Soil microorganisms are the main driving force in soil ecological and biogeochemical processes, such as carbon mineralization, humus formation, and nutrient cycles. Soil erosion may dramatically alter microbial properties and enzyme activities. Research has indicated that microbial counts, biomass, diversity, and enzyme activity decline drastically during soil erosion (Salam et al., 2001; Moreno-De Las Heras, 2009; Mabuhay et al., 2004; An et al., 2008). Erosion directs to the loss of fertile topsoil and nutrients, which sustain microbial habitats and the ecosystem services function, resulting in reduced productivity (Van Oost and Bakker, 2012). The composition, structure, and functionality of soil microorganisms are sensitive to environmental change and disturbance (Chang et al., 2007). Soil carbon and nutrient availability to microbes would be modified through rain splash and surface wash, which is more pronounced in sloped land. The available substrates would move with fine particles along the slope.

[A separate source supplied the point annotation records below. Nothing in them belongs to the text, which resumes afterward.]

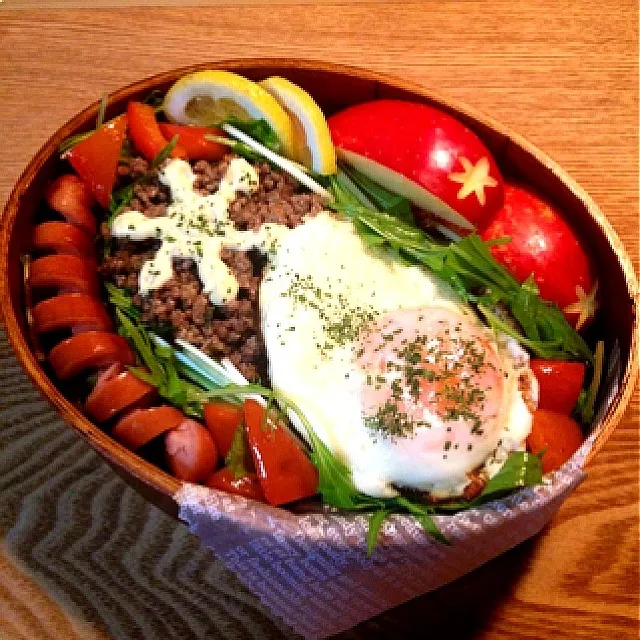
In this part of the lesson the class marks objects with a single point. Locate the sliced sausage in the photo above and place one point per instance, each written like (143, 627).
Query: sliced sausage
(89, 351)
(77, 311)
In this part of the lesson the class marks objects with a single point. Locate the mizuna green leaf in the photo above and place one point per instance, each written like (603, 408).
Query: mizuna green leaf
(470, 269)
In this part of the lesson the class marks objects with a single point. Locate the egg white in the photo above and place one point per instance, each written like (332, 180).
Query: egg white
(322, 283)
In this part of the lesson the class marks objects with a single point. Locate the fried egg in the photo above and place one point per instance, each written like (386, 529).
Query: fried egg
(396, 374)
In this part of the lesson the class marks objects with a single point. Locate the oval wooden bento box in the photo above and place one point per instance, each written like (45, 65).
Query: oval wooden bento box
(333, 87)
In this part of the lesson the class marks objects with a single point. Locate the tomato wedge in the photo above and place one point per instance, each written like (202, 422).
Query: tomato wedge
(248, 486)
(96, 158)
(117, 391)
(69, 196)
(190, 451)
(560, 384)
(62, 237)
(145, 132)
(77, 311)
(65, 273)
(192, 139)
(222, 420)
(141, 426)
(89, 351)
(285, 472)
(557, 435)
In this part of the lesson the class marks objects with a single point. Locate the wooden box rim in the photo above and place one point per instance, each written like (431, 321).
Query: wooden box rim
(149, 479)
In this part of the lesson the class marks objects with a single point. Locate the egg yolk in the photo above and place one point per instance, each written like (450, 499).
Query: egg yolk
(429, 368)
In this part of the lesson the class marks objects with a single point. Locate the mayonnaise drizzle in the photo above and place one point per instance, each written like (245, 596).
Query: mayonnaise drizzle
(197, 227)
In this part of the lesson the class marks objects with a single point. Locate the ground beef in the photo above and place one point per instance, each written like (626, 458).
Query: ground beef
(231, 330)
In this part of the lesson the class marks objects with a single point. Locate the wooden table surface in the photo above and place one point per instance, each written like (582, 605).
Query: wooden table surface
(82, 555)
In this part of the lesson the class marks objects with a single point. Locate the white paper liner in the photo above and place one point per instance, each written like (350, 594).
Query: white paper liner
(313, 570)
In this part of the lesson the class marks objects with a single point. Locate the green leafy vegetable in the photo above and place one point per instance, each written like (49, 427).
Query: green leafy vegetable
(122, 300)
(587, 401)
(238, 454)
(470, 269)
(383, 199)
(161, 366)
(521, 469)
(259, 130)
(164, 153)
(175, 382)
(120, 198)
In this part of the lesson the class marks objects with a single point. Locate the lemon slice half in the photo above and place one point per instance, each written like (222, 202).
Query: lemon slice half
(312, 144)
(207, 98)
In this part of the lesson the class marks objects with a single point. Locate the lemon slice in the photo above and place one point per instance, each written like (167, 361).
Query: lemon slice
(208, 97)
(312, 145)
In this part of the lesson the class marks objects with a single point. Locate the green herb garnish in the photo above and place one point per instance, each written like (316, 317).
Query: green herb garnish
(521, 469)
(470, 269)
(164, 153)
(383, 199)
(260, 130)
(238, 457)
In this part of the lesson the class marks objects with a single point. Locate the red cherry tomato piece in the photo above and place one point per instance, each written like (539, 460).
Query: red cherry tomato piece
(141, 426)
(96, 158)
(557, 435)
(560, 384)
(190, 451)
(145, 132)
(248, 487)
(89, 351)
(116, 392)
(192, 139)
(285, 472)
(77, 311)
(222, 420)
(65, 273)
(69, 196)
(542, 244)
(62, 237)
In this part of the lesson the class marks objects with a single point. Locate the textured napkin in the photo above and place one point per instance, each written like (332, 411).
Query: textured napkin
(313, 571)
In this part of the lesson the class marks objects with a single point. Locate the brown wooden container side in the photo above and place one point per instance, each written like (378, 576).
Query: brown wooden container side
(333, 87)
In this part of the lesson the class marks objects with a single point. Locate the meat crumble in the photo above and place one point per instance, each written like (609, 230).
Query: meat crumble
(232, 329)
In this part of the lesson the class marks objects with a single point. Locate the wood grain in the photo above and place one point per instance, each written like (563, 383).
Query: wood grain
(91, 554)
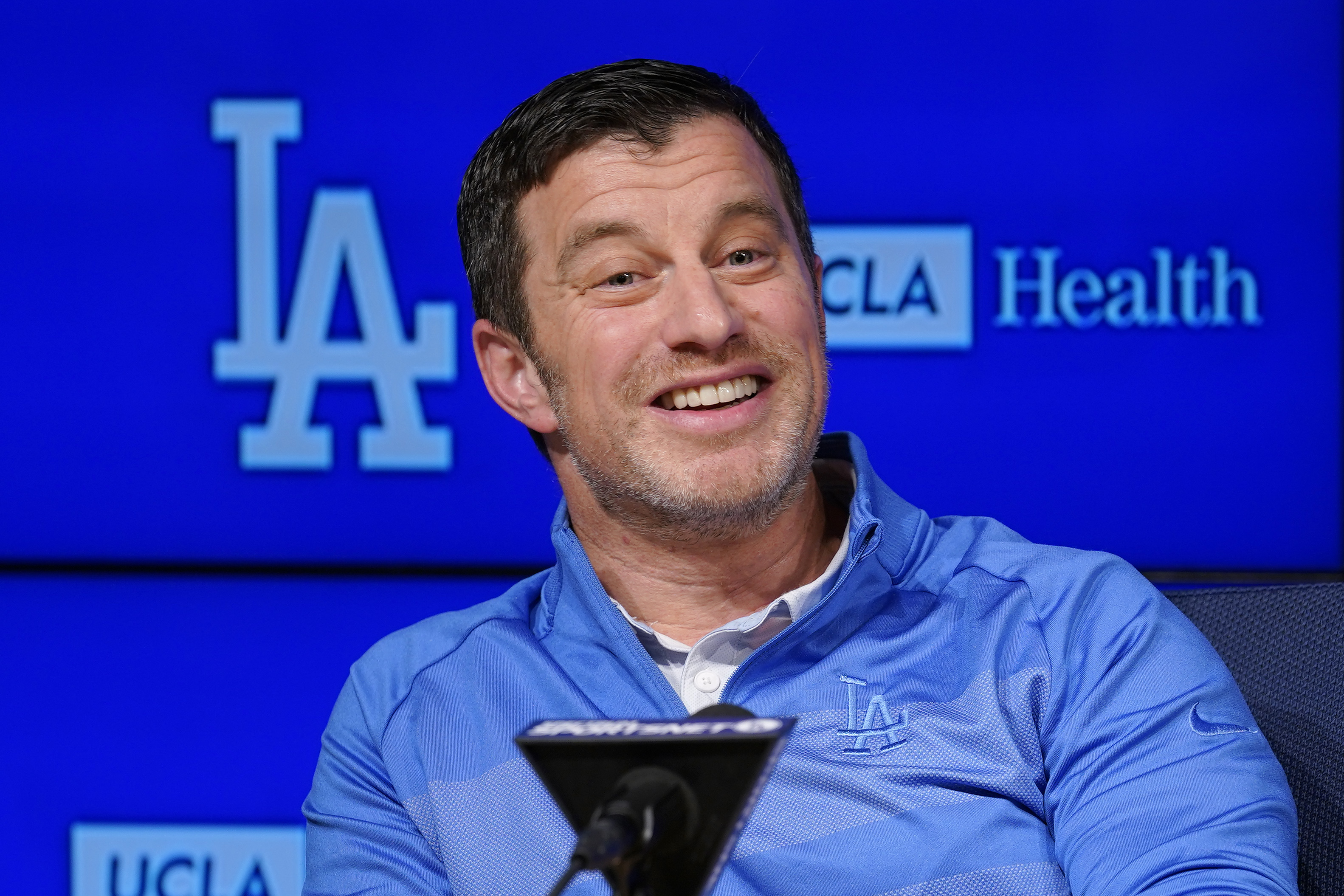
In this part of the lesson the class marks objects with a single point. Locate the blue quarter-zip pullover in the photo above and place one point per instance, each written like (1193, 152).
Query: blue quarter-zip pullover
(1050, 724)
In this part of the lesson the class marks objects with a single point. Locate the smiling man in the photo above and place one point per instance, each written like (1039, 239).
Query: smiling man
(976, 714)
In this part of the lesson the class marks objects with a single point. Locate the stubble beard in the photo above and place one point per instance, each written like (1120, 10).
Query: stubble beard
(644, 485)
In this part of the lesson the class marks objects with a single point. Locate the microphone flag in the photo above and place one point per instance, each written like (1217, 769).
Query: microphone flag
(588, 764)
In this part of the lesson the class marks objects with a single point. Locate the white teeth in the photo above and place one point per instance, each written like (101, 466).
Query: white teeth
(711, 393)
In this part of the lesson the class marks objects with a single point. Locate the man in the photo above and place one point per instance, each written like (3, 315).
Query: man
(648, 305)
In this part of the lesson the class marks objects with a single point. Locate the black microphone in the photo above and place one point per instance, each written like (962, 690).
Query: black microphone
(650, 808)
(657, 804)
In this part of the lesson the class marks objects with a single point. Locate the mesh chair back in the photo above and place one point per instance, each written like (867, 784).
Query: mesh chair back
(1285, 648)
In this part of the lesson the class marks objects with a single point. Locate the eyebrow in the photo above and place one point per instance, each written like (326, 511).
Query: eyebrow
(589, 234)
(757, 207)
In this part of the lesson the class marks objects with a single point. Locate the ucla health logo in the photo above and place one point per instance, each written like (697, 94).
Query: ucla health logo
(1189, 295)
(343, 237)
(896, 287)
(186, 860)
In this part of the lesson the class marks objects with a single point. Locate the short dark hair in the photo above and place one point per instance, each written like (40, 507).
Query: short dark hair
(637, 100)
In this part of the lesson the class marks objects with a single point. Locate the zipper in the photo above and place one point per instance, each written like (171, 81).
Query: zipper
(797, 625)
(624, 629)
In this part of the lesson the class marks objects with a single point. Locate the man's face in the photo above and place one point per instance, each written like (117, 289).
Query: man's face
(678, 330)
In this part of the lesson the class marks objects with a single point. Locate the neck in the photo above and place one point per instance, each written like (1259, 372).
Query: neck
(689, 589)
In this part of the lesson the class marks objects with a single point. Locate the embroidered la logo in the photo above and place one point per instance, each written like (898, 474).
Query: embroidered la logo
(882, 731)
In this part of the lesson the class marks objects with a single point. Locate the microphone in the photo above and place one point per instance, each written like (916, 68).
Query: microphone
(658, 805)
(650, 808)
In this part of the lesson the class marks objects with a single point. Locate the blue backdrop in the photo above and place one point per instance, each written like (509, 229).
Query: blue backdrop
(1107, 131)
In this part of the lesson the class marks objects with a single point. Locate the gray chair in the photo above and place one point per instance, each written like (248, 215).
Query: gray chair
(1285, 648)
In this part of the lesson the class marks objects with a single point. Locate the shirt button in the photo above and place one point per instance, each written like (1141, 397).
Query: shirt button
(707, 682)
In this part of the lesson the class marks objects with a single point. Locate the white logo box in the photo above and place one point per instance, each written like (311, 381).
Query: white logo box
(901, 287)
(186, 860)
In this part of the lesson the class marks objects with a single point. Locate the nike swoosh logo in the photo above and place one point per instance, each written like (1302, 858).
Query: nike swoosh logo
(1207, 729)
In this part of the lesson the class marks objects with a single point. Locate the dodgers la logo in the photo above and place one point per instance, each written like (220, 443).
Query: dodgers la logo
(883, 733)
(343, 236)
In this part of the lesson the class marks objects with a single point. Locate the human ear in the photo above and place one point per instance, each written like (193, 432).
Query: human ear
(816, 285)
(511, 378)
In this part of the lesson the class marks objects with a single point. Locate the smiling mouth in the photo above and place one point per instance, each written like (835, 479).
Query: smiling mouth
(725, 394)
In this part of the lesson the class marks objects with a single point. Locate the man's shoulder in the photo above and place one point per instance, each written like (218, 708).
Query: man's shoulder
(969, 549)
(388, 671)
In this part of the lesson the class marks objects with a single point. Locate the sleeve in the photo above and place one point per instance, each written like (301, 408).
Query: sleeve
(361, 840)
(1159, 780)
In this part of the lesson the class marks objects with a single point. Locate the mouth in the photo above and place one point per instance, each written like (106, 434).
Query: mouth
(718, 395)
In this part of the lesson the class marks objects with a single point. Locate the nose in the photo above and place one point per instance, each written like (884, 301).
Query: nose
(699, 316)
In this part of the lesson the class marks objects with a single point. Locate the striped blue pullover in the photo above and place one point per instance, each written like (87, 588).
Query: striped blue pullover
(1053, 724)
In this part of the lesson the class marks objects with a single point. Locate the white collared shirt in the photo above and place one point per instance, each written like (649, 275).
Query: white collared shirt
(699, 673)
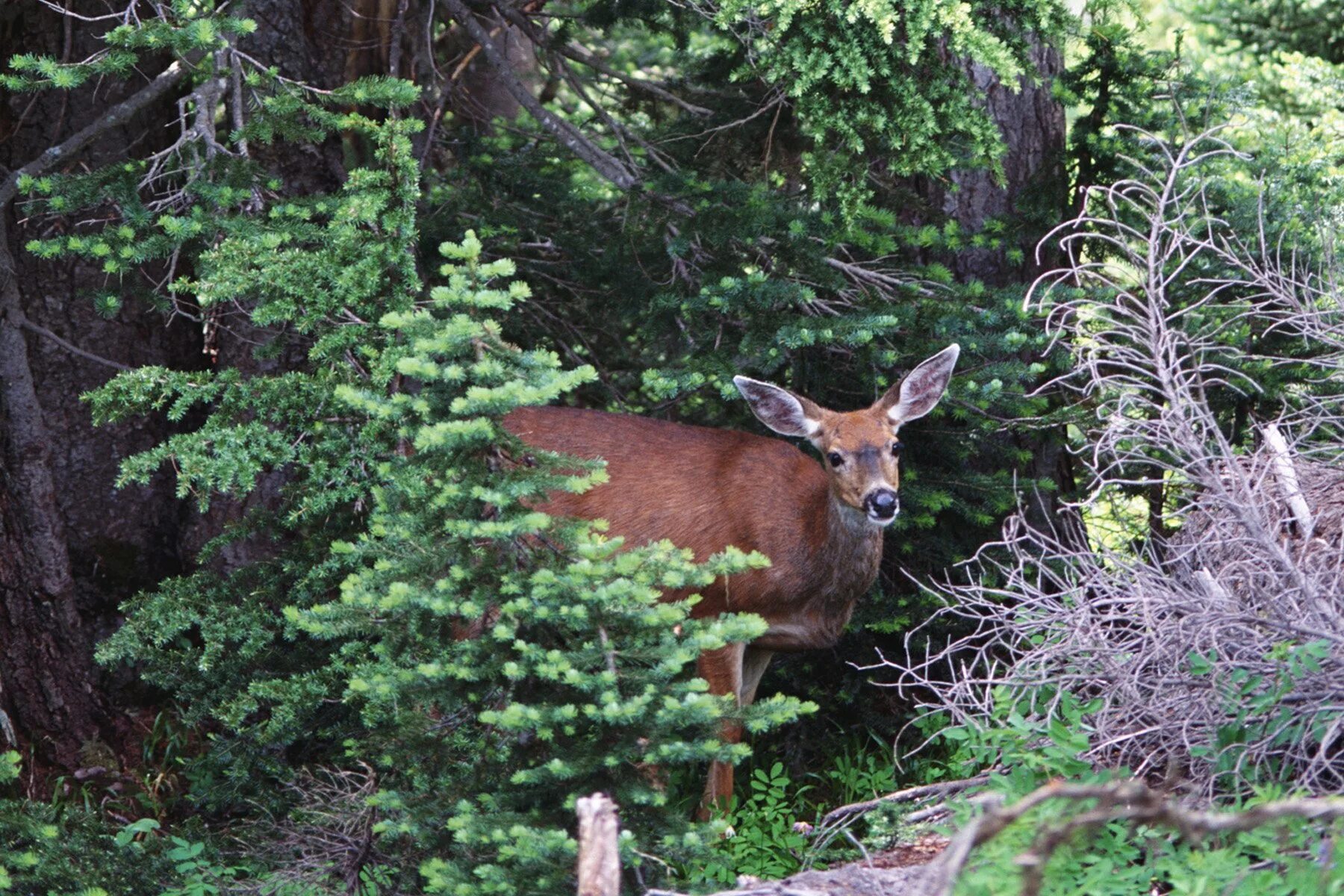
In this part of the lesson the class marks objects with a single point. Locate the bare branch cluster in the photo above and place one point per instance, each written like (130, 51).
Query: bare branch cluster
(1211, 645)
(326, 841)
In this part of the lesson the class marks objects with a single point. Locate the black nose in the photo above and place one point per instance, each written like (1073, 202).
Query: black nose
(882, 504)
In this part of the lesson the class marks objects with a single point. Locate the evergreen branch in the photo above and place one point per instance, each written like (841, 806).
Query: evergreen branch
(116, 116)
(570, 137)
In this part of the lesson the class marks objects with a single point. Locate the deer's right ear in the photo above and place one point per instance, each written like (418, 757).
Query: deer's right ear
(781, 410)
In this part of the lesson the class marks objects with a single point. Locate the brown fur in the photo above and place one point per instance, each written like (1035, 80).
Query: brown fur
(706, 489)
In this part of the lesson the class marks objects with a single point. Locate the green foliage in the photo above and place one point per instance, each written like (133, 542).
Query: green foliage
(761, 835)
(70, 852)
(886, 78)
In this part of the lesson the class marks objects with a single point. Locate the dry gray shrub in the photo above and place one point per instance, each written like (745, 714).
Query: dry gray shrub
(326, 844)
(1213, 644)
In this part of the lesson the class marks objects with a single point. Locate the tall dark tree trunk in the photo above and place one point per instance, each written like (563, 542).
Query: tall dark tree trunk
(1031, 196)
(72, 546)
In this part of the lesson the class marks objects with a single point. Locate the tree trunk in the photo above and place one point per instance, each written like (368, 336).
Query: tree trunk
(72, 546)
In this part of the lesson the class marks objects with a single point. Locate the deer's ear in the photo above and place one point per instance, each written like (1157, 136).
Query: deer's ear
(781, 410)
(921, 390)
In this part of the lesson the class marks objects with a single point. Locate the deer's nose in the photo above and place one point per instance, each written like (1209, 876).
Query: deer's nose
(882, 504)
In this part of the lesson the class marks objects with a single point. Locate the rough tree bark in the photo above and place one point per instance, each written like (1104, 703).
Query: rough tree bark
(72, 547)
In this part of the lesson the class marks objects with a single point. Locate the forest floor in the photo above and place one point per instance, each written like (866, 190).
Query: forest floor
(893, 872)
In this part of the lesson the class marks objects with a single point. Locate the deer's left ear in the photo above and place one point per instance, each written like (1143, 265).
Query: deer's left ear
(781, 410)
(921, 390)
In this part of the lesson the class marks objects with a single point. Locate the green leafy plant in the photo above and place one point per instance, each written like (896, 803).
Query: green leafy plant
(759, 833)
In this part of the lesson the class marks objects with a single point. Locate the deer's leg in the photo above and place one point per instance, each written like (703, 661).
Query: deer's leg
(754, 662)
(722, 669)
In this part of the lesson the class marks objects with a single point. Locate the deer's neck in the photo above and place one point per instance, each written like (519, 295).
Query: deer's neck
(850, 554)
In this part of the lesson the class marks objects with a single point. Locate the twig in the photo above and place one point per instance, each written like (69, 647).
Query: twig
(1287, 477)
(910, 794)
(600, 857)
(116, 116)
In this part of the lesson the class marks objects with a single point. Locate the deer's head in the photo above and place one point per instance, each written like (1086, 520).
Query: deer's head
(860, 449)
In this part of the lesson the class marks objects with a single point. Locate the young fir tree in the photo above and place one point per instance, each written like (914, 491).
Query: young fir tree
(391, 520)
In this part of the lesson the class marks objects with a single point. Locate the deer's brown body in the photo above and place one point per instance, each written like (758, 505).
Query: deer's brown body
(706, 489)
(820, 524)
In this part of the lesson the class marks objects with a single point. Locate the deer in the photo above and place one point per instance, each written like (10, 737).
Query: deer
(820, 524)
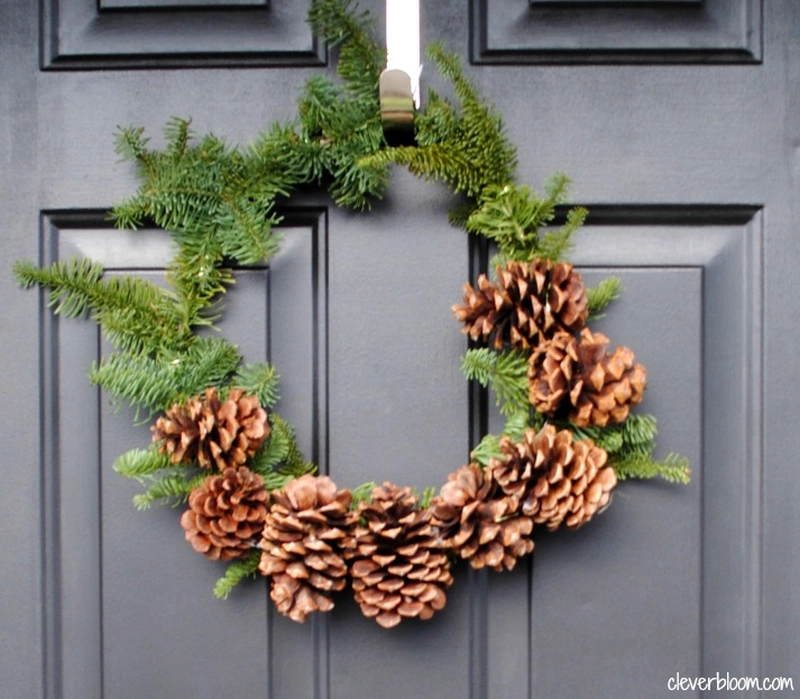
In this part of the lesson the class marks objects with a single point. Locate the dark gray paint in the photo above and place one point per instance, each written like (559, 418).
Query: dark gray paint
(690, 172)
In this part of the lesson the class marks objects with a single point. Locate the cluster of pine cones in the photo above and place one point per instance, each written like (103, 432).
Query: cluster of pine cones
(396, 553)
(541, 308)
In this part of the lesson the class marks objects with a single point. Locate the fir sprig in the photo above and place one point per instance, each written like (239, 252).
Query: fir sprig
(236, 572)
(507, 374)
(514, 216)
(599, 297)
(140, 463)
(152, 384)
(136, 315)
(466, 149)
(170, 487)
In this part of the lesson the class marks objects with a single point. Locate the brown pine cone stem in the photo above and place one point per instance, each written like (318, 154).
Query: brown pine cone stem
(213, 432)
(307, 526)
(480, 522)
(226, 514)
(579, 380)
(398, 567)
(530, 302)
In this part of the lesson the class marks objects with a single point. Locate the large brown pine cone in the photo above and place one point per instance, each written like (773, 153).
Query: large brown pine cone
(530, 302)
(305, 530)
(567, 481)
(226, 514)
(583, 382)
(480, 522)
(398, 567)
(214, 432)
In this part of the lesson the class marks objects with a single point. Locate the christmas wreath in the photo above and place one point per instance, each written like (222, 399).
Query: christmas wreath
(218, 444)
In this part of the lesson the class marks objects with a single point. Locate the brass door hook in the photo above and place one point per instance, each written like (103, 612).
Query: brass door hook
(397, 107)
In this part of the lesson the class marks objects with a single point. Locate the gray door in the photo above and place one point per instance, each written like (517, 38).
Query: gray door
(679, 123)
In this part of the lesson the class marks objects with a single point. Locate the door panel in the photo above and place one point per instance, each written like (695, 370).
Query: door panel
(676, 121)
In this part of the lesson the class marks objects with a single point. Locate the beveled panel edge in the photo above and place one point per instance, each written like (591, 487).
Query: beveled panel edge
(54, 222)
(480, 53)
(52, 58)
(713, 242)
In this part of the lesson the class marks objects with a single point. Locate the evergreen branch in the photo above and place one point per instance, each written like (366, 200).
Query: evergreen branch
(445, 162)
(362, 493)
(673, 469)
(154, 384)
(361, 59)
(511, 216)
(178, 134)
(438, 122)
(139, 463)
(136, 315)
(556, 245)
(276, 449)
(506, 372)
(170, 488)
(599, 297)
(278, 480)
(236, 572)
(260, 380)
(280, 450)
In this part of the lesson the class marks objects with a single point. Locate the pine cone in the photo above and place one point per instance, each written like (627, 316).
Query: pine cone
(530, 302)
(398, 567)
(226, 513)
(213, 432)
(558, 479)
(594, 387)
(480, 522)
(305, 529)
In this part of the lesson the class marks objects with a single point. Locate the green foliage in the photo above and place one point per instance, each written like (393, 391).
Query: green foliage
(135, 314)
(467, 149)
(362, 492)
(507, 374)
(236, 572)
(513, 217)
(169, 487)
(153, 384)
(673, 469)
(280, 460)
(141, 463)
(220, 206)
(602, 295)
(261, 380)
(361, 58)
(630, 446)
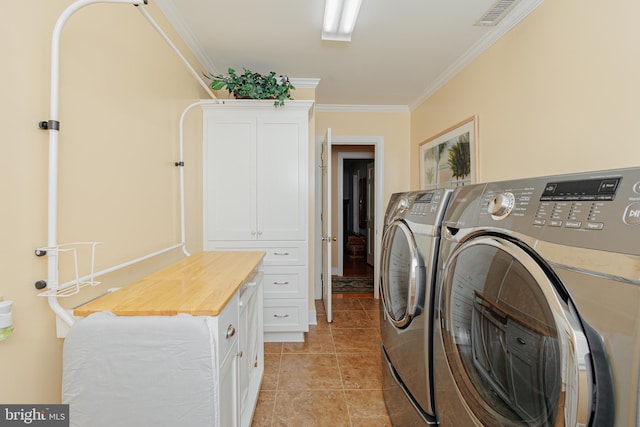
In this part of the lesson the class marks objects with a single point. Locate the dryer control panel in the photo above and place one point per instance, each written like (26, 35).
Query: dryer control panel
(589, 210)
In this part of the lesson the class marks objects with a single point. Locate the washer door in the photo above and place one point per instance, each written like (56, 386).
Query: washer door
(513, 341)
(402, 275)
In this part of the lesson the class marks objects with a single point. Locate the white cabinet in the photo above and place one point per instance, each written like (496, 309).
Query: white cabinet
(256, 197)
(240, 354)
(251, 349)
(256, 173)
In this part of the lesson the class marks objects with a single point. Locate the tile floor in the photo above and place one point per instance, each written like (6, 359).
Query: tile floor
(332, 379)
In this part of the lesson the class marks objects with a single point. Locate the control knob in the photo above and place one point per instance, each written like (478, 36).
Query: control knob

Wang et al. (2017) found that the bottom slope position is rich in soil moisture, clay, and organic carbon content compared with the top slope position, leading to a larger microbial community and greater microbial biomass and enzyme activity in the bottom slope position. The varying soil water and substrate conditions can further lead to distinctive vegetation coverage, above- and below-ground plant biomass on different topographic positions (Wang et al., 2015), which would generate a variety of substrates for different microbial communities through fresh C supply (Li et al., 2017). Soil loss would increase with the increase of slope gradient because of the more extensive surface runoff and lower infiltration rate under a higher slope gradient (Zhang and Hosoyamada, 1996). Du et al. (2020) observed that relative abundances of bacterial phyla at eroding slopes (10° and 20°) and depositional zones differed from reference slopes (5°). The changes in soil microbiota due to erosion would profoundly impact the environment, such as nutrient cycling (Li et al., 2019). Due to the significance of soil microbiota for ecosystem service function, they should be considered when exploring the mechanisms behind the response of soil to erosion (Qiu et al., 2021).
Hence, few studies have thoroughly examined the soil microbial characteristics, extracellular enzyme, and soil physicochemical process, which represent the main understanding gap given that soils are a complex system. The main objectives of our study are to find out the effect of slope gradient and slope position on soil physicochemical properties, microbial community composition and diversity, and enzyme activity. Our hypothesis is higher slope gradient and position would have lower microbial community composition and diversity, and enzyme activity due to the deterioration of soil properties than lower slope gradient and position.